別に隠し通すつもりはないが、正面から話しても信じてもらえぬだろうし、余計な騒動にもなりかねない。

今のところは様子見でいいだろう。

「とにかく」

騎士団長は気を取り直したように頷いた。

「アリエル様の大体の力はわかりました。すでに並の騎士と同じ……いえ、それ以上です」

「ほう」

「とはいえ、まだ荒いところもある。
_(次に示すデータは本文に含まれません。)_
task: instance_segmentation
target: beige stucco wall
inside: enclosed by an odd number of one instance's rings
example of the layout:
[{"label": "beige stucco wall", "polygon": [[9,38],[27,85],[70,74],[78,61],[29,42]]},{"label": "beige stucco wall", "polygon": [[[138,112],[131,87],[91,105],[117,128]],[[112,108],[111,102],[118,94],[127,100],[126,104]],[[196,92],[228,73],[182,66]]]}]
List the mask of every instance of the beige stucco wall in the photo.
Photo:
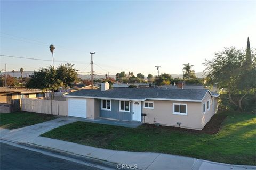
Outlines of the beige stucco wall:
[{"label": "beige stucco wall", "polygon": [[0,103],[6,103],[6,94],[0,94]]},{"label": "beige stucco wall", "polygon": [[30,94],[29,95],[29,98],[36,98],[36,94]]},{"label": "beige stucco wall", "polygon": [[94,100],[94,118],[99,118],[100,117],[100,99],[95,99]]},{"label": "beige stucco wall", "polygon": [[[154,118],[156,123],[163,125],[178,126],[177,122],[181,122],[180,127],[202,129],[202,112],[201,103],[199,102],[181,102],[163,100],[147,100],[154,101],[154,109],[143,108],[142,102],[142,113],[146,113],[145,123],[154,123]],[[173,104],[186,104],[187,115],[177,115],[173,114]]]},{"label": "beige stucco wall", "polygon": [[94,118],[94,99],[86,98],[87,118]]},{"label": "beige stucco wall", "polygon": [[[207,101],[210,100],[210,109],[207,109]],[[201,110],[203,112],[203,104],[205,103],[205,112],[202,114],[202,128],[206,124],[211,118],[216,113],[218,108],[218,101],[217,97],[212,97],[209,93],[203,99],[201,105]]]},{"label": "beige stucco wall", "polygon": [[14,92],[12,94],[12,99],[20,99],[20,94],[18,92]]}]

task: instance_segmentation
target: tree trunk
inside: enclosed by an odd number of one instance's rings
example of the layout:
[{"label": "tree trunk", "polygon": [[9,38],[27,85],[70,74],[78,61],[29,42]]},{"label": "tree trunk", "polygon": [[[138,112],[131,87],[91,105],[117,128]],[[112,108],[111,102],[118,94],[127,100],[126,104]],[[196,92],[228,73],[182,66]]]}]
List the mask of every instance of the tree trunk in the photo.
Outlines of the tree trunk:
[{"label": "tree trunk", "polygon": [[230,85],[228,87],[228,97],[229,97],[229,100],[230,100],[230,102],[234,104],[235,106],[237,106],[237,104],[236,104],[235,101],[234,101],[233,99],[232,99],[232,96],[230,93]]},{"label": "tree trunk", "polygon": [[239,109],[241,112],[243,112],[243,107],[242,107],[242,101],[243,100],[243,99],[246,95],[246,94],[244,94],[244,95],[243,95],[243,96],[241,97],[240,99],[239,99]]},{"label": "tree trunk", "polygon": [[51,114],[52,115],[53,114],[53,113],[52,113],[52,100],[53,100],[53,94],[54,94],[54,91],[52,91],[52,94],[51,95]]}]

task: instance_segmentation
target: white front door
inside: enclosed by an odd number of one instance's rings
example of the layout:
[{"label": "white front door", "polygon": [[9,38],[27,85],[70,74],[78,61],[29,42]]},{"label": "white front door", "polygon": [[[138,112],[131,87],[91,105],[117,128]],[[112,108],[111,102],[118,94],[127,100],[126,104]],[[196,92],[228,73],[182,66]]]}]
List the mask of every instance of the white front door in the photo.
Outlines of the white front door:
[{"label": "white front door", "polygon": [[132,120],[141,122],[141,102],[132,101]]},{"label": "white front door", "polygon": [[68,116],[86,118],[86,99],[68,99]]}]

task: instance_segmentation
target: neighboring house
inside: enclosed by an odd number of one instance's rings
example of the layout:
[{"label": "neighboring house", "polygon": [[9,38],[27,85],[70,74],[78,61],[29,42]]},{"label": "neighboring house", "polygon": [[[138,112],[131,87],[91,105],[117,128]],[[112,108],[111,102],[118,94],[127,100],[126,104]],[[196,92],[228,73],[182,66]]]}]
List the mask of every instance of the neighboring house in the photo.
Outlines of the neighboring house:
[{"label": "neighboring house", "polygon": [[39,89],[0,87],[0,102],[11,104],[13,99],[42,97],[44,97],[44,94]]},{"label": "neighboring house", "polygon": [[[216,113],[218,94],[207,89],[116,88],[65,95],[68,115],[202,130]],[[146,116],[142,116],[146,115]]]},{"label": "neighboring house", "polygon": [[[91,86],[92,86],[91,85],[84,86],[83,84],[79,84],[79,86],[75,85],[72,88],[66,88],[63,87],[61,87],[59,89],[58,89],[58,92],[69,93],[69,92],[76,91],[82,90],[82,89],[91,89]],[[96,86],[92,86],[93,89],[99,89],[99,88],[100,88],[99,87]]]},{"label": "neighboring house", "polygon": [[116,87],[128,87],[129,85],[135,85],[136,86],[139,87],[149,87],[149,84],[148,83],[114,83],[112,85],[112,87],[113,88],[116,88]]}]

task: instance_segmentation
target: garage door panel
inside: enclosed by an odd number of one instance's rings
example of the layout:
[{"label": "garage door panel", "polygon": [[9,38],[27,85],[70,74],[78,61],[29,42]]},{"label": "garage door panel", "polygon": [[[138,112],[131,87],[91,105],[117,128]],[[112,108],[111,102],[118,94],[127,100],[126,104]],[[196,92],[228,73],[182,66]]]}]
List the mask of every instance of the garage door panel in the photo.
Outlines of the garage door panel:
[{"label": "garage door panel", "polygon": [[86,99],[68,99],[68,116],[86,118]]}]

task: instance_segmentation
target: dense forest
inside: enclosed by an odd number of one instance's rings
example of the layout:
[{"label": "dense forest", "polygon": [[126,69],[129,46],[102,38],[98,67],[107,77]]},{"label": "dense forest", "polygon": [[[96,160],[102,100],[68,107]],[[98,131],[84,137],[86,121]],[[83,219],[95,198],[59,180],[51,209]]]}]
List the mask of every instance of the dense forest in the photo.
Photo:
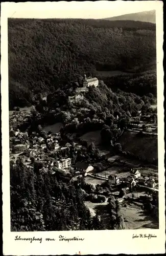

それは、ご自身でも理解されているのでしょう?」

「……そうじゃな」

その通りだ。

前世の知識と記憶……それと、今までの鍛錬のおかげで色々と動くことができている。

ただ、やはり三歳児の体は難しい。

小ささも軽さもリーチの短さも、すべてが前世とは違うため、色々なものが荒くなってしまっていた。

「そこを克服するための訓練を行いたいと思いますが、よろしいですか?」

「うむ、頼むのじゃ」

「わかりました」

騎士団長が、正式な訓練に入る時の顔になった。

「では、まずは基礎トレーニングから始めましょう」

「よろしくお願いするのじゃ!」

――――――――――

自分は騎士団長として国に剣を捧げた身だ。

その剣は国の敵を排除するために、盾は民を守るためにある。

そのために日々訓練を重ねて力をつけている。

全ては一朝一夕ではならず。

そのはずなのだけど……

「アリエル様はすさまじいな」

本当に三歳児なのだろうか?

剣を扱えるだけではなくて、並の騎士以上に動くことができる。

己の体格を活かした戦術を即座に組み立てるなど、その思考はベテランの騎士を超えているかもしれない。

さすがに、まだ三歳児なので力は我々より遥かに劣る。

体格差もあるため、競り合いになるとこちらが勝つ。

でも、それは今だけだろう。

5年後は?

10年後は?

想像すると、身震いした。

たぶん、アリエル様はとんでもない力を身に着けているだろう。

王国一。

いや。

もしかしたら、大陸一の剣士になっているかもしれない。

自分も危うい。

来年には追い抜かされているかもしれない。

笑い事ではなくて、自分は本気でそんな可能性を考えていた。

「末恐ろしい方だ……どうして、あそこまでの力を持っているのだ? いくらなんでもありえないのだが……王族の血が為せる技なのか? むぅ」

その後、しばらくの間、自分はアリエル様の力について考えて考えて考えて……

まあいい。

アリエル様が強くなることを望んでいるのならば、自分はその願いを叶えるために稽古をつけるだけだ。

そんな感じで思考放棄をする。

現実逃避とも言うかもしれないが、そうでもしないとやっていられない、というのも素直な感想だった。